È un peccato che questa foto sia venuta un po’ sfocata. È stata presa qui, in uno dei luoghi più assurdi del mondo (nella foto di Google Maps si vede persino il medesimo battello dall’alto). Sarebbe stata una bella foto, senza il disturbo visivo della sfocatura. A me piace lo stesso, non solo per la rima visiva tra l’inclinazione del battello arrugginito a sinistra e quella delle gru lontane a destra.
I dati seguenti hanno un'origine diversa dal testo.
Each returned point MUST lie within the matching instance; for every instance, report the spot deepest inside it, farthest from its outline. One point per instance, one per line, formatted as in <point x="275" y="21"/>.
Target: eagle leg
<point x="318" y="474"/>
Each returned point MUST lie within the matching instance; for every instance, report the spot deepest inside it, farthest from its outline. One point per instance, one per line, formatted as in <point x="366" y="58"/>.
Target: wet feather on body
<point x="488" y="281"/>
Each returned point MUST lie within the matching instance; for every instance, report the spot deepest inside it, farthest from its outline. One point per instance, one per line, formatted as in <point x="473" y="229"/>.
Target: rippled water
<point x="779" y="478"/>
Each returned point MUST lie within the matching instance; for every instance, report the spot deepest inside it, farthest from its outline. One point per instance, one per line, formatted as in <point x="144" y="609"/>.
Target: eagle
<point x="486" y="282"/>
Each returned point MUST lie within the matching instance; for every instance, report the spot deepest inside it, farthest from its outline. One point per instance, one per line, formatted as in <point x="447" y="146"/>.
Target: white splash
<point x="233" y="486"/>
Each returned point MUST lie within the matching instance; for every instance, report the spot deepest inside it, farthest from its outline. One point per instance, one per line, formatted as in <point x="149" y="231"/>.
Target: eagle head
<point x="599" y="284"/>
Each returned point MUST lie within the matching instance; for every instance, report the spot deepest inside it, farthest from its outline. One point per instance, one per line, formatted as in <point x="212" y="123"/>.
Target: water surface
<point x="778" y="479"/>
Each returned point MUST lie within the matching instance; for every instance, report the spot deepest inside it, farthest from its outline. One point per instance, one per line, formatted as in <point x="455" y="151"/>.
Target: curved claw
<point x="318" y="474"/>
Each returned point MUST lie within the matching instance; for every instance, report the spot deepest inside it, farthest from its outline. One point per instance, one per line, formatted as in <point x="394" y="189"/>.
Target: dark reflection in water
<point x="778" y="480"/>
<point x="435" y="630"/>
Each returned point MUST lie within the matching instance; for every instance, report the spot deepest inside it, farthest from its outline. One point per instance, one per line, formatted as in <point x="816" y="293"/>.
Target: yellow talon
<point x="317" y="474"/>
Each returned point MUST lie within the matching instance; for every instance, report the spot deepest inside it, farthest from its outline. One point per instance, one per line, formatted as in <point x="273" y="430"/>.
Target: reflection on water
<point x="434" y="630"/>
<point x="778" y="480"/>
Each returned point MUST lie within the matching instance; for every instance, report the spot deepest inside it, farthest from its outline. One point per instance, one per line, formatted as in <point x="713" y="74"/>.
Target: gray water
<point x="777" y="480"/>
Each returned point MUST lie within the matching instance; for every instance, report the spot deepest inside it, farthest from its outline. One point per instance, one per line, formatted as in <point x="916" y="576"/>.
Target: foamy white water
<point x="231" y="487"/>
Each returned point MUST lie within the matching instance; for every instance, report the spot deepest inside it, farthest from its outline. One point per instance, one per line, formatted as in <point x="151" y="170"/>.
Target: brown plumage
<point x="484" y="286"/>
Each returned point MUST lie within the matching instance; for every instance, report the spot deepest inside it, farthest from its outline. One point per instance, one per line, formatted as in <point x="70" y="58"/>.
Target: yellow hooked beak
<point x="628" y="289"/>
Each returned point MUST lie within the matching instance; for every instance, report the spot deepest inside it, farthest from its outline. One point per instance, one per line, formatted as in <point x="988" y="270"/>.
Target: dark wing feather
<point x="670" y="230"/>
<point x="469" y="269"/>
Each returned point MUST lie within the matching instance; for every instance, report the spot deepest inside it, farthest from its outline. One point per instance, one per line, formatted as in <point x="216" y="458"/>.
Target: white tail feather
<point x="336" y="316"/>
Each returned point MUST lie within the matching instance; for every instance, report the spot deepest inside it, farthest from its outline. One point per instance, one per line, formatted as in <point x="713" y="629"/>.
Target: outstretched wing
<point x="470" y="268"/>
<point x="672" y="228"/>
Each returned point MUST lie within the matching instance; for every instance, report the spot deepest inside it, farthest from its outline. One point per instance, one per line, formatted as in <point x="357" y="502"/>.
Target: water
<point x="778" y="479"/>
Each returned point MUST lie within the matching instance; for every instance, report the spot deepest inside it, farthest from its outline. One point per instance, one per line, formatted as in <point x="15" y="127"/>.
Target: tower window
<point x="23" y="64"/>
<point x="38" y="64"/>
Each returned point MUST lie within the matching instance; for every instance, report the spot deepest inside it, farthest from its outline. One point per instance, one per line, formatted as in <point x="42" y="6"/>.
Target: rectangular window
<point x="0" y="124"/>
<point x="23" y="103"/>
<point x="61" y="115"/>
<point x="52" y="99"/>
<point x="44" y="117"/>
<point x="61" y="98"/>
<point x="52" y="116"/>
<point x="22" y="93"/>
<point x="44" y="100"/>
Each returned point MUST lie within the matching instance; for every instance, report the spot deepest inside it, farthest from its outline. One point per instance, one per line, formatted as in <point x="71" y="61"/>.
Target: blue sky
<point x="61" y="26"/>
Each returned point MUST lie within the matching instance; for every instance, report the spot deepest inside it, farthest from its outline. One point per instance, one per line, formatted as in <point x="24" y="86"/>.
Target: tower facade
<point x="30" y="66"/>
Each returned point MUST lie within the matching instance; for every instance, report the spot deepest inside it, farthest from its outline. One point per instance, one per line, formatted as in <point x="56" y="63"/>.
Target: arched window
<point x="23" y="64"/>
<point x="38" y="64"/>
Mi piace per la luce incredibile e per lo squallore di questa sorta di deserto. Quell’acqua che si vede non è il mare, ma l’estuario enorme di un fiume – un fiume in sé piccolo, minimo, che si rifà in questo modo alla foce. I punti bianchi sulla destra sono migliaia di gabbiani. Ancora più a destra, fuori dall’inquadratura, inizierebbe la città vera e propria, qui invisibile. Ma non è molto diversa, come tono, da quello che è visibile qui.

Si direbbe che ci troviamo ai confini del mondo, e che quella ruggine storta e arenata sulla spiaggia testimoni un passato più glorioso. In verità è proprio così. Persino il nome della regione a cui appartiene questo luogo sa di qualcosa di estremo, di favoloso, di remoto: si chiama Patagonia.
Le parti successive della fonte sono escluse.